Find integers x, y such that 242x + 2240y = gcd(242,2240)

Question

Find integers $x, y$ such that $242x + 2240y = \gcd(242, 2240)$. I am not sure what to do. I found the $\gcd(242, 2240)=2$. Not sure where to go from there. Please help.

Answer 1

Since Extended Euclidean algorithm is unknown we proceed directly. Cancelling an obvious factor of $\,2\,$ reduces to $\,11^2 x + 1120 y = (11^2, 1120) = 1\,$ since $11$ is coprime to $112$ and $10$.

$${\rm mod}\ 121\!:\,\ y \equiv \dfrac{1}{1120}\equiv \dfrac{1}{31}\equiv \dfrac{4}{124}\equiv \dfrac{4}3\equiv\dfrac{-117}{3}\equiv -39$$

Finally $\ x = (1 - 1120y)/121 = 361$

Beware $ $ Modular fraction arithmetic is valid only for fractions with denominator coprime to the modulus. See here for further discussion.

Answer 2

First, find the GCF by applying the euclidean algorithm as follows:

\begin{align*} 2240 &= 242(9) + 62 &\quad&\mbox{(equivalently, $62=2240 - 242(9)$)}\\ 242 &= 62(3) + 56 &\quad&\mbox{(equivalently, $56=242 - 62(3)$)}\\ 62 &= 56(1) + 6 &\quad&\mbox{(equivalently, $6=62 - 56(1)$)}\\ 56 &= 6(9) + 2 &\quad&\mbox{(equivalently, $2=56 - 6(9)$)}\\ 6 &= 3(2) + 0 \end{align*}

So, we have the GCF, which is $2$. Now, we need to write $2$ as a linear combination of $242$ and $2240$. To do this, we start with the equation on the bottom of the far right, $2=56-6(9)$ and substitute backwards.

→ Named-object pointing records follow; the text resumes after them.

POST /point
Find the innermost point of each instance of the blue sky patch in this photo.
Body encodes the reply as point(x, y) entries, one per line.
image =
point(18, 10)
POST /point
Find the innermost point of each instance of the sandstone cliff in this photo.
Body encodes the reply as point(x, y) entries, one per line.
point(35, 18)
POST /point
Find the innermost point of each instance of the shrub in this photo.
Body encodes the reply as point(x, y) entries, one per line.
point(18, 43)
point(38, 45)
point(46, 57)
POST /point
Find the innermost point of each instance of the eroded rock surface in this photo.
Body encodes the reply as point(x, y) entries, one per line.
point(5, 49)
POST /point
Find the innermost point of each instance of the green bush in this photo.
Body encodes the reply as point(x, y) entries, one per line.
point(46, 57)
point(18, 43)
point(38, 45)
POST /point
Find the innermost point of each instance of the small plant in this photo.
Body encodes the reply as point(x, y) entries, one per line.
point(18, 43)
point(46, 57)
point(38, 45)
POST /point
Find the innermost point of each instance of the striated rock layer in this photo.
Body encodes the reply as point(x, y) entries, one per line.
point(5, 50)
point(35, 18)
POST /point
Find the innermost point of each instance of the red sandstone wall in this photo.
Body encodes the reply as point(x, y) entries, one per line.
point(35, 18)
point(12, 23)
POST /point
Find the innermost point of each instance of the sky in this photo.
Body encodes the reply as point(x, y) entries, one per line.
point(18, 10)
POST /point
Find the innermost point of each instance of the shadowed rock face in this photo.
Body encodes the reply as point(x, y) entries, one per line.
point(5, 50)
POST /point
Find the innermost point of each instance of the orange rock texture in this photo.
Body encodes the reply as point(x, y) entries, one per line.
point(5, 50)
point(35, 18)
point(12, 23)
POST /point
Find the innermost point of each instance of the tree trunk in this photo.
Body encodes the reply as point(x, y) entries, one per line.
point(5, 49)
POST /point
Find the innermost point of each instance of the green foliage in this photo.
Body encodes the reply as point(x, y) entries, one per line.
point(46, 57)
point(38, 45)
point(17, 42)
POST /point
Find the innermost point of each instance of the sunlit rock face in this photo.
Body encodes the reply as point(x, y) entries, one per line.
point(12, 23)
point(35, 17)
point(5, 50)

\begin{align*} 2&=56 - 9(62-56) = 10(56) - 9 (62)\\ 2&=10(242-3(62)) - 9(62) = 10(242) - 39(62)\\ 2&=10(242) - 39(2240 - 242(9)) = 361(242) - 39(2240)\\ \end{align*}

Therefore, $x=361$ and $y=-39$. Keep in mind that as you substitute backwards the goal is writing $242$ and $2240$ as a linear combination. I recommend looking up the euclidean algorithm on Wikipedia as suggested and also diophantine equations on Wolfram.